Today is the first morning I felt like running in months. In fact, I hadn’t even thought about it or remembered how good it feels to experience Chicago through the lens of a run. I’ve never been one to give myself over to something completely, but with running I can.
So, this morning, after I got over the initial shock of last night and saw my sneakers poking out of my gym bag, I decided to scratch the car service and run the two miles to the hospital. I’m sure my body will fight me a little tomorrow since it’s been a while, but it’s worth it. The sun is shining today and the only thing that could make this any better is if she were by my side, matching me stride for stride.
I’m prepared to have a regular day of reading to her when I walk through the door of her room and meet the eyes of her mother and brother, Liz and Kason.
“Oh, hi. Didn’t expect to see you here,” my words fumble out. This is the first time Kason has been here in about a month. With the length of Madi’s coma and the amount of work he was missing at the studio back in California, he’s been catching last minute flights when he can between clients.
Unease settles over me as Liz struggles to stand, reaching out to hug me. Liz doesn’t come to the hospital. Ever. Something must be wrong. She came initially, but after the first week, she couldn’t take it. Had a breakdown, had to be sedated by doctors, the whole nine yards. With the medications she takes for her epilepsy, and the consistent additions of new medications for a slew of other things, she’s hardly in the shape to trek back and forth. Aston told her he would get a daily report from the doctors and nurses, and that unless change occurred, there was no reason for her to come.
Change.
“Did something happen last night? What did they say?” The words fly from my lips without pause and I’m moving toward her bed to look over the machines attached to her.

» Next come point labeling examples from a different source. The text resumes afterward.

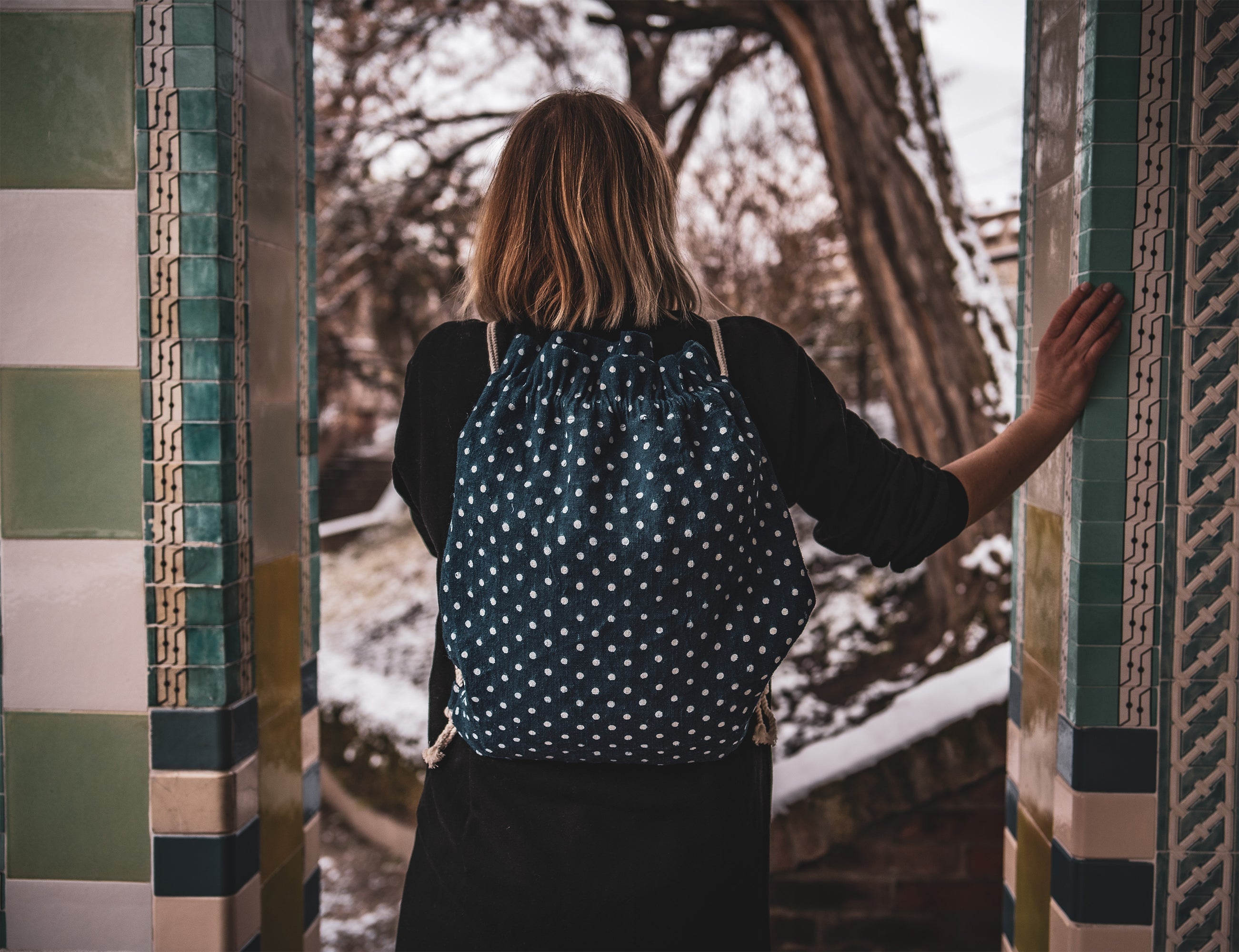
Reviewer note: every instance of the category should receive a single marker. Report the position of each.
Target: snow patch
(917, 714)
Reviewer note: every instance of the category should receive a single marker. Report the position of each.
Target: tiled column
(77, 871)
(1122, 776)
(158, 546)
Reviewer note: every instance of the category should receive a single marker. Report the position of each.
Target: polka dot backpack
(621, 576)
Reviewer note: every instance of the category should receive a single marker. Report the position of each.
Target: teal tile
(71, 461)
(1109, 120)
(210, 442)
(206, 277)
(1103, 502)
(207, 361)
(1106, 249)
(1113, 208)
(1100, 460)
(1112, 77)
(1093, 665)
(1112, 376)
(195, 67)
(1092, 706)
(1097, 584)
(1106, 419)
(205, 317)
(1108, 165)
(210, 482)
(1113, 34)
(194, 25)
(77, 796)
(1094, 625)
(66, 96)
(1098, 541)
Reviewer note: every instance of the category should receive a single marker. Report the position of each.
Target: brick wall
(929, 878)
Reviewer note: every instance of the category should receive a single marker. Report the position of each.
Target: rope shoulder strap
(492, 345)
(720, 355)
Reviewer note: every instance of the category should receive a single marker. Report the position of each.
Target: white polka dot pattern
(621, 576)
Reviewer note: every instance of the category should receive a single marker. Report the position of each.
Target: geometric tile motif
(1151, 262)
(1202, 731)
(174, 522)
(303, 73)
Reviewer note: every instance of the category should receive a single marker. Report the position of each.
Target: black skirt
(543, 856)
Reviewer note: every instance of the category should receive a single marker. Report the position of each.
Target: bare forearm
(994, 472)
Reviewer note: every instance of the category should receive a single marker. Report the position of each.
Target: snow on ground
(919, 712)
(378, 634)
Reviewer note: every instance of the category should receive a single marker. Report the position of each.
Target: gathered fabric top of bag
(621, 576)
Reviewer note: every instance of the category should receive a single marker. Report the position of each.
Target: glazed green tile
(1106, 460)
(71, 462)
(194, 25)
(1109, 120)
(77, 792)
(1109, 165)
(1106, 419)
(66, 96)
(206, 277)
(1108, 208)
(210, 522)
(1092, 706)
(1112, 77)
(205, 317)
(1097, 584)
(1113, 34)
(1106, 249)
(1094, 625)
(1093, 665)
(1103, 502)
(1100, 543)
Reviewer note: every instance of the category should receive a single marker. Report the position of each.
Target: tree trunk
(942, 330)
(941, 327)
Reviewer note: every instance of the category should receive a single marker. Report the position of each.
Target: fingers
(1104, 322)
(1067, 310)
(1107, 337)
(1088, 311)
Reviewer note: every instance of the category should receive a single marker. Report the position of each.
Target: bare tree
(936, 314)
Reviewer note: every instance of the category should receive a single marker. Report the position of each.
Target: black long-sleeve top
(486, 825)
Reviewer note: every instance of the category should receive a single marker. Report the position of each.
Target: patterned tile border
(192, 250)
(1201, 734)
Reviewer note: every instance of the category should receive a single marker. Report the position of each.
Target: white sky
(977, 51)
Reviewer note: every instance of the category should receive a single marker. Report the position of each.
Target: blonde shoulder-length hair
(578, 228)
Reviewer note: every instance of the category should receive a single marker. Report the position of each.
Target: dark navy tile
(206, 866)
(1108, 759)
(309, 685)
(310, 904)
(204, 739)
(1110, 892)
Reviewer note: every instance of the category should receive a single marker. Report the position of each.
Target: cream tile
(205, 802)
(189, 924)
(309, 738)
(66, 914)
(314, 845)
(1106, 826)
(1067, 936)
(69, 278)
(75, 625)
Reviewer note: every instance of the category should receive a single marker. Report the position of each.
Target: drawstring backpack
(621, 575)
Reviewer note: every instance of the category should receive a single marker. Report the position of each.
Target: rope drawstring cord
(435, 753)
(766, 731)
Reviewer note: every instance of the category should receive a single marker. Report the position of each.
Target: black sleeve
(868, 496)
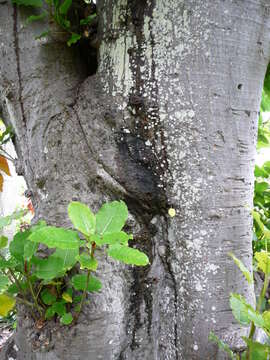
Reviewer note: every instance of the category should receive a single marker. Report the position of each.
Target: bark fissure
(18, 64)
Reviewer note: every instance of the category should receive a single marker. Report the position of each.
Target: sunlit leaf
(79, 283)
(82, 218)
(55, 237)
(7, 303)
(111, 217)
(128, 255)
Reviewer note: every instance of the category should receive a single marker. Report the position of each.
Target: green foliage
(61, 13)
(25, 274)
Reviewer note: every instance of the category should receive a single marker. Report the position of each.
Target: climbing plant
(68, 19)
(53, 286)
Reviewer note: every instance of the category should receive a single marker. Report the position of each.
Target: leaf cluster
(46, 285)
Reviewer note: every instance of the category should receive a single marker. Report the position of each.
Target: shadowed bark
(168, 121)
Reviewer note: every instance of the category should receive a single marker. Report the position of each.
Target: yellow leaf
(67, 297)
(4, 165)
(6, 304)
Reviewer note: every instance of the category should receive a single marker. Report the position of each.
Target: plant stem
(33, 294)
(83, 295)
(258, 307)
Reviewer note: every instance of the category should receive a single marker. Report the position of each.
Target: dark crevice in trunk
(17, 56)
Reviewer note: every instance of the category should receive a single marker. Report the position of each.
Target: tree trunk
(167, 121)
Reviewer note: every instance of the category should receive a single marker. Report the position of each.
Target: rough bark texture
(169, 120)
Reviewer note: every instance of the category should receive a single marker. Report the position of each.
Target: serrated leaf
(33, 3)
(4, 282)
(55, 237)
(47, 297)
(66, 296)
(3, 242)
(263, 259)
(7, 303)
(49, 268)
(66, 319)
(87, 262)
(68, 256)
(82, 218)
(111, 217)
(73, 39)
(242, 268)
(79, 283)
(128, 255)
(113, 238)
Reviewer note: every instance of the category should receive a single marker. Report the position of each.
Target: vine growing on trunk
(52, 286)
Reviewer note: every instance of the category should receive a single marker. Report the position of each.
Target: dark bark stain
(17, 55)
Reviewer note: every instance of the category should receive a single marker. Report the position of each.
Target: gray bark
(169, 120)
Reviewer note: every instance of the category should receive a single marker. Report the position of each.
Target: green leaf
(42, 35)
(221, 345)
(68, 256)
(261, 172)
(88, 19)
(257, 218)
(59, 307)
(87, 262)
(18, 243)
(29, 249)
(73, 39)
(243, 312)
(47, 297)
(66, 296)
(257, 350)
(49, 268)
(111, 217)
(5, 221)
(263, 259)
(63, 9)
(261, 186)
(39, 17)
(50, 312)
(82, 218)
(4, 282)
(128, 255)
(7, 303)
(242, 268)
(113, 238)
(79, 283)
(55, 237)
(3, 241)
(66, 319)
(33, 3)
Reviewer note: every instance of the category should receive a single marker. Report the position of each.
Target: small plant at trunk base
(74, 19)
(247, 315)
(45, 284)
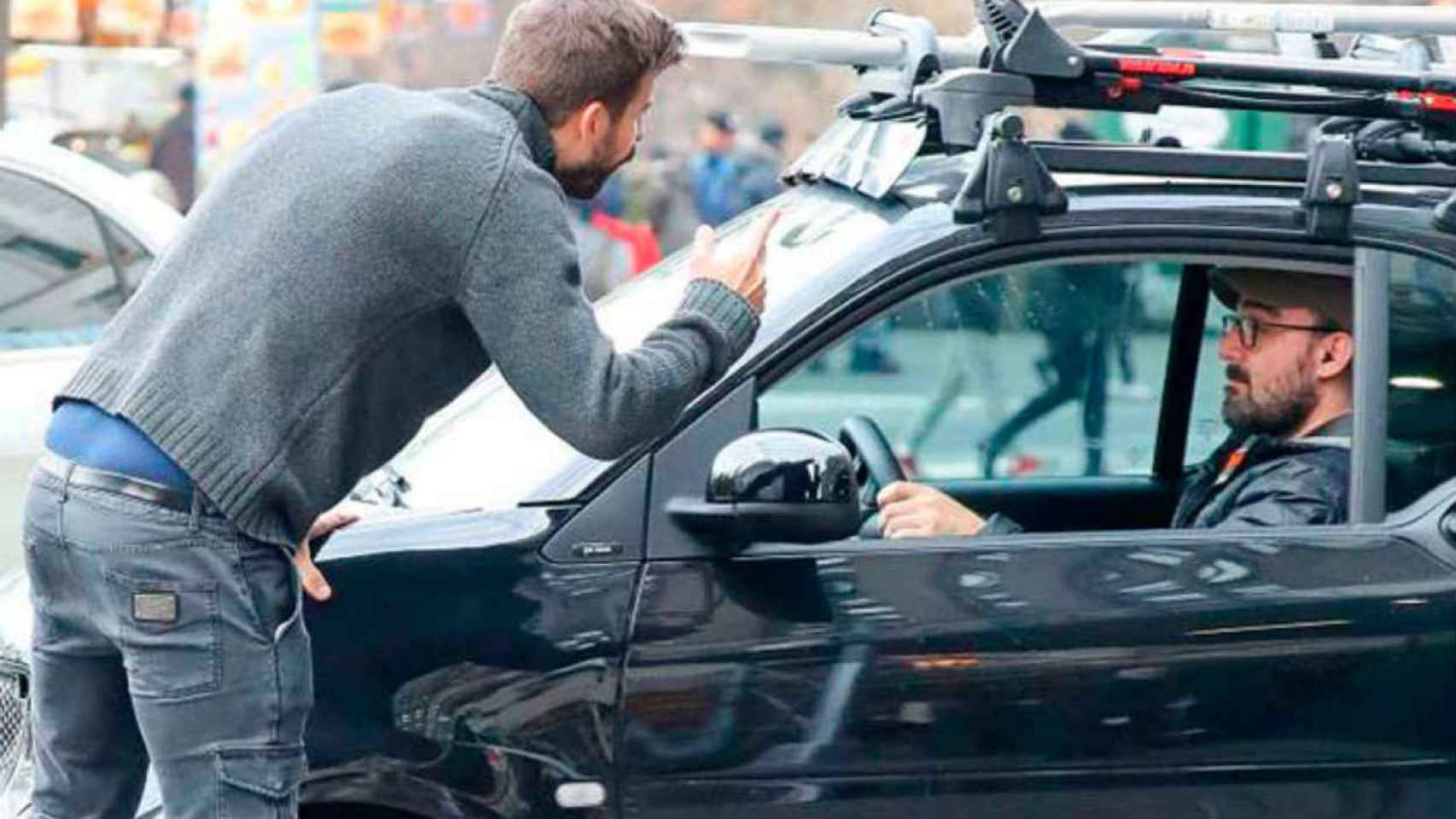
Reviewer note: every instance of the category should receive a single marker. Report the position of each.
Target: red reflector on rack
(1161, 67)
(1431, 101)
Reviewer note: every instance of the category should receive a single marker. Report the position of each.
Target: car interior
(1088, 387)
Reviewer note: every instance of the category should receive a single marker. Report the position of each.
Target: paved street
(998, 375)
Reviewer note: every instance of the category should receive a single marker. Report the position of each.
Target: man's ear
(1337, 354)
(596, 121)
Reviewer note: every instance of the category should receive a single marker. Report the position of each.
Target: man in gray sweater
(366, 259)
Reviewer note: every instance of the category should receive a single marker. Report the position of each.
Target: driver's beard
(585, 181)
(1280, 412)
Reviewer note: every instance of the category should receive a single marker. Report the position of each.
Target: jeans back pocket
(169, 635)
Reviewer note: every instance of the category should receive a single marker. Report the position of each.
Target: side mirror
(777, 485)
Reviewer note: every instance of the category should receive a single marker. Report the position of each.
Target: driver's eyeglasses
(1248, 328)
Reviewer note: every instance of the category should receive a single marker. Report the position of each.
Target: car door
(1097, 664)
(64, 271)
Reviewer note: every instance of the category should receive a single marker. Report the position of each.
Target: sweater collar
(529, 118)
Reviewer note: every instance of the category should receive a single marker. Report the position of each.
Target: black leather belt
(76, 474)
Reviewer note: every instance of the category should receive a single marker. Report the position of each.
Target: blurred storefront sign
(45, 20)
(405, 18)
(350, 28)
(468, 18)
(137, 24)
(255, 60)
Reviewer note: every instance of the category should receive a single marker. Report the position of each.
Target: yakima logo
(1162, 67)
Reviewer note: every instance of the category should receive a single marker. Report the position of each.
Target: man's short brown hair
(565, 54)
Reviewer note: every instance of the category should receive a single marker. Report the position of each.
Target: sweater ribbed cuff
(727, 311)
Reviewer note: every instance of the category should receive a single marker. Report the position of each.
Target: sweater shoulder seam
(490, 210)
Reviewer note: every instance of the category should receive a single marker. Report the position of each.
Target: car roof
(148, 218)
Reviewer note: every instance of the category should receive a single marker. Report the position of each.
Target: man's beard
(1280, 412)
(585, 181)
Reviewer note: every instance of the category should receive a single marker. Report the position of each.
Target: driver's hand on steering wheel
(911, 509)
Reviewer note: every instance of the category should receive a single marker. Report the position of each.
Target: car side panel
(1214, 668)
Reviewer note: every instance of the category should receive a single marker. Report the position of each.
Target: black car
(711, 626)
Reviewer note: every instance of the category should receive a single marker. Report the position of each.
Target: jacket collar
(529, 118)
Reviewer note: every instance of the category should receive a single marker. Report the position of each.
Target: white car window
(459, 460)
(57, 286)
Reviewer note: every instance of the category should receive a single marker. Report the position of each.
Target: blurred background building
(138, 84)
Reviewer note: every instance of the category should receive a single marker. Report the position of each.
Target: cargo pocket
(258, 781)
(169, 635)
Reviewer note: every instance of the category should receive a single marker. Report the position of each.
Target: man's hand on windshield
(326, 524)
(911, 509)
(743, 268)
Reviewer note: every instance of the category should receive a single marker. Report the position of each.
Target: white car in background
(74, 241)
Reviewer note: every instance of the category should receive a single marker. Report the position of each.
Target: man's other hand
(328, 523)
(911, 509)
(740, 270)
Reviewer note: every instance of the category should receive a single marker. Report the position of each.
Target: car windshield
(486, 451)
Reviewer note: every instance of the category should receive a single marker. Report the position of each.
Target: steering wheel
(876, 464)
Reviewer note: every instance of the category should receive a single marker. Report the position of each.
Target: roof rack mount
(921, 89)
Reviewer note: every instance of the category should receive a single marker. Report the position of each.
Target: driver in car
(1289, 355)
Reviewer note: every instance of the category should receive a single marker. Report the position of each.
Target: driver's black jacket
(1274, 483)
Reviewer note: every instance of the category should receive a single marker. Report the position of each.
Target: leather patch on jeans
(154, 607)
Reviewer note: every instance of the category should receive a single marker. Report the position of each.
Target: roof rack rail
(1255, 166)
(919, 89)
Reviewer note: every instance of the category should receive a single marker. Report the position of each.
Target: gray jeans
(169, 637)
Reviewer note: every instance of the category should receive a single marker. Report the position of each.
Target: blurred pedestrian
(760, 163)
(173, 152)
(715, 172)
(367, 258)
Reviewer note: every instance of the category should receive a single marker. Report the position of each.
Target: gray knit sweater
(364, 261)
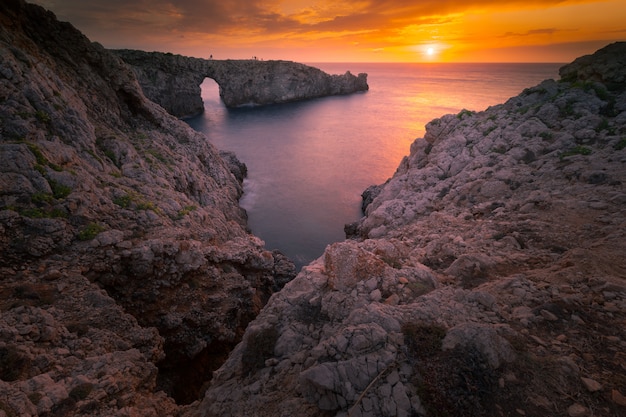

“Lydia, calm down and come sit.”
I turn and try my best not to glare at her. I love her, but I don’t want to hear her tell me to calm down when she couldn’t be bothered with any of this over the last six months. But of course, I just move to sit in the chair beside her and wait expectantly for whatever she needs to say.
“Aston just left about thirty minutes ago, but we’ve been here since three this morning. Apparently, a little after two, she had a series of contractions and a spike in brain activity.”
“So, what does that mean? What doctor came in? Spinelli or Harris? Which weekend nurse is here? Joan? I need to find them and get them to explain.” Liz puts her hand on my shoulder and attempts to calm me, but I shrug her off. “What did they say, Liz? Quit fucking around and shoot it straight to me here.”
Her eyes widen.
“Lydia Selene, the attitude and language isn’t necessary.” She takes a deep breath and stands, walking over to the bed and staring down at Madi’s face. “Madison has given us a flicker of hope, and you believed she would even when we didn’t. This is more than we could ask for.”
Hope.
I’ve waited for months for her to give us something. A sign that she was still in that body on that bed, and now that she has, I don’t know what to do. I want to throw up and laugh and scream all at once, but not because I’m happy. Because I’m fucking terrified to be happy, to hope. I know as soon as I do…
I can’t even finish the thought.
I pull her into a hug and squeeze. Words seldom fail me, but in this moment, there is nothing that needs to be said. Hope is a fragile thing and I’ve always heard that every word we say lands somewhere. The last thing we need are my words landing on this moment and shattering the little strength of what Madi has given us.
“Here, I’ll walk you out,” Kason, Madison’s brother says, standing from his chair. We walk out into the hallway. “I’m glad you came by, I was going to call you. I’m in town tonight and I’m taking you out.”
“You know I want to, but really, with all this—”
“All this is still going to be here. Tonight, I’m taking you out for some music and a couple drinks. I’ll be by to get you at eight.” He hugs me and slips back to the door and into the room, not giving me much of a chance to argue.
I smile and shake my head, walking down the hall to the elevator. When it arrives on the ground floor that feeling begins to burn white hot from the bottoms of my feet. I push through the revolving doors and when my feet hit the pavement, I run.